Но в этот момент началась медленная песня, и сначала двое парней в военной форме, а потом еще четверо не спеша побрели к «другому берегу». Вскоре дамы были приглашены и начались танцы — робкие, без попыток обжимания, с виду какие-то угловатые, но все же они выглядели живее угрюмых стояний друг против друга.
В одной из фигур у стены Арсений уловил что-то знакомое. Он явно знает эту девушку. Надо подойти поближе.
— Давай-ка проникнем все же туда. — Арсений потянул Петю за рукав.
Он осторожно подошел. Присмотрелся. Катерина Толоконникова! Его бывшая однокурсница! Ее-то как сюда занесло!

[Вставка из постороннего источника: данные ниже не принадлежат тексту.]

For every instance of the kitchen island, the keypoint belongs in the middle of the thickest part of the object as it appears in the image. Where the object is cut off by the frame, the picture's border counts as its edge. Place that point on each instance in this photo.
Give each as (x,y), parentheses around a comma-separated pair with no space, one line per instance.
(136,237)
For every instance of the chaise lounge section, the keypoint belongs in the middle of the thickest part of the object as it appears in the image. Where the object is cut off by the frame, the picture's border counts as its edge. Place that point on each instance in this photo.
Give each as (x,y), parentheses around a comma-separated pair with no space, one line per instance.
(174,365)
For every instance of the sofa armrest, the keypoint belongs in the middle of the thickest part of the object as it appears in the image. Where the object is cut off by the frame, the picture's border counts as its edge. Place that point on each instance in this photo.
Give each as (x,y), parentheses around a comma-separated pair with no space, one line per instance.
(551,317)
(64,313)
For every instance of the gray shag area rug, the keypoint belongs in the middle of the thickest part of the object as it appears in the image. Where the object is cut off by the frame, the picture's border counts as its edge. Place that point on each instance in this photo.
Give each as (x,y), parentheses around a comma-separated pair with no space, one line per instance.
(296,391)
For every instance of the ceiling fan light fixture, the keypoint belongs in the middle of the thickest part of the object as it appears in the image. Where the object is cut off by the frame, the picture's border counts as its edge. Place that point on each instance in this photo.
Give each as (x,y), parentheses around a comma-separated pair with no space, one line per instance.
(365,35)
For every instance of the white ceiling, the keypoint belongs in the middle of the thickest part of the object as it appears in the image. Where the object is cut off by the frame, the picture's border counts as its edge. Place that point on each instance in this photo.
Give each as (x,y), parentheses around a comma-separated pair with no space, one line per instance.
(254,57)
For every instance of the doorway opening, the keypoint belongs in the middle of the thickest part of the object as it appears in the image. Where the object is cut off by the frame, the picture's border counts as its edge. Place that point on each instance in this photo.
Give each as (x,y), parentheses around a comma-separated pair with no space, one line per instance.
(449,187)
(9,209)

Все это время он ни разу о ней не вспомнил, но сейчас несказанно обрадовался встрече. Она — привет из той жизни, где счастье еще было возможно, хоть и не состоялось в полной мере.
Они поднялись в кафе. Севастьянов из деликатности с ними не пошел. Болтали долго и непринужденно. Катя вела себя очень приветливо. С горечью рассказала, что ее бабушка умерла и теперь она живет в ее бывшей квартире. (Хорошо, что успели сделать родственный обмен, а то бы пропала квартира.) Сюда ее затащила подруга. Она отнекивалась до последнего, но та настояла. И вот встретила тут его. Ба! Она и не догадывалась, что он загремел в армию. Кто-то ей сообщил, что он вроде бы вернулся в Москву. Она тогда немного обиделась: мог бы и проститься. Арсений поинтересовался судьбой Дэна. Катя сразу преисполнилась сарказма. Дэн здесь. В Питере. После окончания ЛГИТМИКа устроился все же в БДТ. Играет в одном спектакле — в «Трех сестрах». Выносит самовар на сцену. Роль длится меньше минуты. Собирается жениться. Она его давно не видела, но часто слышит о нем от общих знакомых.
Когда они вышли на улицу, она, перейдя почти на шепот, открыла Арсению почти страшную тайну. У их преподавателя все хорошо. Ей рассказал отец, который в силу своей работы читает зарубежную прессу. Он преподает в Парижской консерватории, много гастролирует по всему миру. Единственное, что тревожит: слишком уж часто дает интервью антисоветского характера. Ее отец крайне осуждает его за это, а вот сама Катя не так категорична. Может быть, его заставляют это делать? По большому счету здесь у него концертов почти не было. А он очень одаренный человек. Вон в Европе его сразу оценили. И мужик он классный. Всем навстречу шел.